What brought him to Grand Rapids? “The job, really,” he replies. “When I interviewed, there were just three lawyers here, and I liked that and thought it was a good opportunity. I’m very unusual in that I stayed with same firm my entire career. Two of the name partners, Smith and Haughey, are still living and in their 90s.”

Roegge started with the firm in 1962 and saw his name added to the letterhead in 1968.

His best-known cases concerned the accidental introduction of Polybrominated biphenyl, or PBB, into dairy cattle feed throughout Michigan in the early 1970s. Roegge successfully defended Michigan Chemical Company/Velsicol against lawsuits brought against it. In the first, very long case, the defense team he led showed that the cows of the farmer who sued could not have died from the low concentrations of PBB in the feed. “I lucked out in getting those cases,” Roegge says, “because I knew a little about the subject matter, since my father ran a grain elevator and I had the chemistry degree.”

During the trial, Roegge was the contact for the press and other media outlets. He tells the story of taking his family on a European vacation after winning that first case. (He was to defend several more, without losing a single one.) In London, Roegge had a taxicab driver ask about the PBB situation when they told him they were from Michigan. Roegge says that after he explained his role in the case, “The cab driver looked back at me and said, ‘Oh yes, I’ve seen you on the telly.’”

In the 1990s, Roegge concentrated on commercial litigation and a very successful practice defending medical and legal malpractice.

 When asked about another notable attorney of his generation, Bill Farr, who also does legal malpractice defense, Roegge responds enthusiastically, “He’s one of my best friends. I work alongside him at Dégagé Ministries.” He adds generously, “He probably should get this award.”

It may have been the legal malpractice expertise that qualified Roegge to serve on what he calls “probably the most significant undertaking” in his service to the State Bar of Michigan. For many years he was on the SBM Character and Fitness Committee. If after the paid staff determined that there was a serious reason to question a prospective attorney’s fitness for the profession, there would be a hearing in Lansing with the committee acting as judge and jury. “It took a lot of time; you would have to go down for the whole day,” he says. “And there were always pretrial conferences, and a lot more too.”

Roegge has also been on the SBM Grievance Committee, served on the Select Committee for Selection and Rating of Judicial Candidates, been a member of several rules and advisory committees including the Supreme Court Committee on Implementation of Tort Reform Legislation in the mid-1980s, and is a Fellow of the Michigan State Bar Foundation.

He was the President of the Grand Rapids Bar Association from 1985-1986, a trustee on the Grand Rapids Bar Foundation, a Fellow in the American College of Trial Lawyers (including a stint as chair in 1994-1996), and a director on the Michigan Defense Trial Counsel board, to name just a few.

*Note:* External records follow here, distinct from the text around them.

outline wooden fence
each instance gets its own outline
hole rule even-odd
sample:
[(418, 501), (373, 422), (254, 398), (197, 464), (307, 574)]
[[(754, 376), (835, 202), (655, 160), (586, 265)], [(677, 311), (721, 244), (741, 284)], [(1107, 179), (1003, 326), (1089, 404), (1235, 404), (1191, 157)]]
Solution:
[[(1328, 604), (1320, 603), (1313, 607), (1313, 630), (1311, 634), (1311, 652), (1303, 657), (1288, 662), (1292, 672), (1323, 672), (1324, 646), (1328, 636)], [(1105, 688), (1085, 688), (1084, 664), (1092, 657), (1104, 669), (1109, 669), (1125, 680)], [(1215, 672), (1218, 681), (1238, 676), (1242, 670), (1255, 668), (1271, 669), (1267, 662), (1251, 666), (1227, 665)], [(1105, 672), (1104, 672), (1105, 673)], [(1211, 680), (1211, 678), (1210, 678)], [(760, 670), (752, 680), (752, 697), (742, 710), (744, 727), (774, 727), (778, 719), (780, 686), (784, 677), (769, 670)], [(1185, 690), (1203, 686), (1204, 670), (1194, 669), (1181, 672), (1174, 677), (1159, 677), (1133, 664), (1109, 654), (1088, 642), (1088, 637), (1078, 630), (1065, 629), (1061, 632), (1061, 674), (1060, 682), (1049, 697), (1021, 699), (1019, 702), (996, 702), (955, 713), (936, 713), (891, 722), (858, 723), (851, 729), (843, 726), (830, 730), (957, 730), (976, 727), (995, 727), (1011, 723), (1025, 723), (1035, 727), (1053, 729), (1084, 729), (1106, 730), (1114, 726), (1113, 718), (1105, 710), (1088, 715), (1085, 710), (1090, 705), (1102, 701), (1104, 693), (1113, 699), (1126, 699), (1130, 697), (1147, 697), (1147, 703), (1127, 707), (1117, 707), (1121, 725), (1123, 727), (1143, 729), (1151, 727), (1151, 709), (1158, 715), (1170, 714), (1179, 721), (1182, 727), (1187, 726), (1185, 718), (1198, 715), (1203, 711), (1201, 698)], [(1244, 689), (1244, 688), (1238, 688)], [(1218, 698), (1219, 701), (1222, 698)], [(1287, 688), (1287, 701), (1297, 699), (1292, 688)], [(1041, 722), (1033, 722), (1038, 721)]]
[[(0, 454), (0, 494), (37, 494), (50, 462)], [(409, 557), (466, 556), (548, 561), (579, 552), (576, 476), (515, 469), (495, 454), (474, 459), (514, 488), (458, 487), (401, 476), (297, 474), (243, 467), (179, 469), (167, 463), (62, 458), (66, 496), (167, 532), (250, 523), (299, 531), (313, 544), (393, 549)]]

Many of these groups have given him awards, and he has been top-rated by third-party organizations such as Martindale-Hubbell.

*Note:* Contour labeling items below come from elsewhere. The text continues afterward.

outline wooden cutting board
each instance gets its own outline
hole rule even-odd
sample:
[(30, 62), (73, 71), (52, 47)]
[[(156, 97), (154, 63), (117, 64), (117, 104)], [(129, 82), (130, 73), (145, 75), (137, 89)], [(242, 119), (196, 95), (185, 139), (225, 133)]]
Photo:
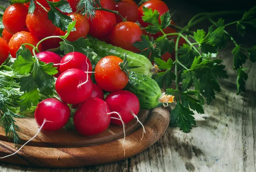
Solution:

But he is perhaps best known for his work on behalf of the legal needs of those in poverty. Not only does he lend his hands-on time to Dégagé, he also plays an active role on the Steering Committee of Legal Aid of Western Michigan, advocating relentlessly for funding such efforts.

All that might seem like enough to cause a lesser person to retire, but Roegge does not appear to be going anywhere anytime soon.

“People have asked me why I still come in to the office at 75,” Roegge says. “Well, one big reason is because I like to talk to the younger attorneys, talk about their cases, mentor them. I think it’s the best way to pass along civility and good ethics, and I believe an attorney needs to give back.”

Roegge’s Champion of Justice Award will be given at the Sept. 19 awards banquet during the SBM Annual Meeting in Grand Rapids.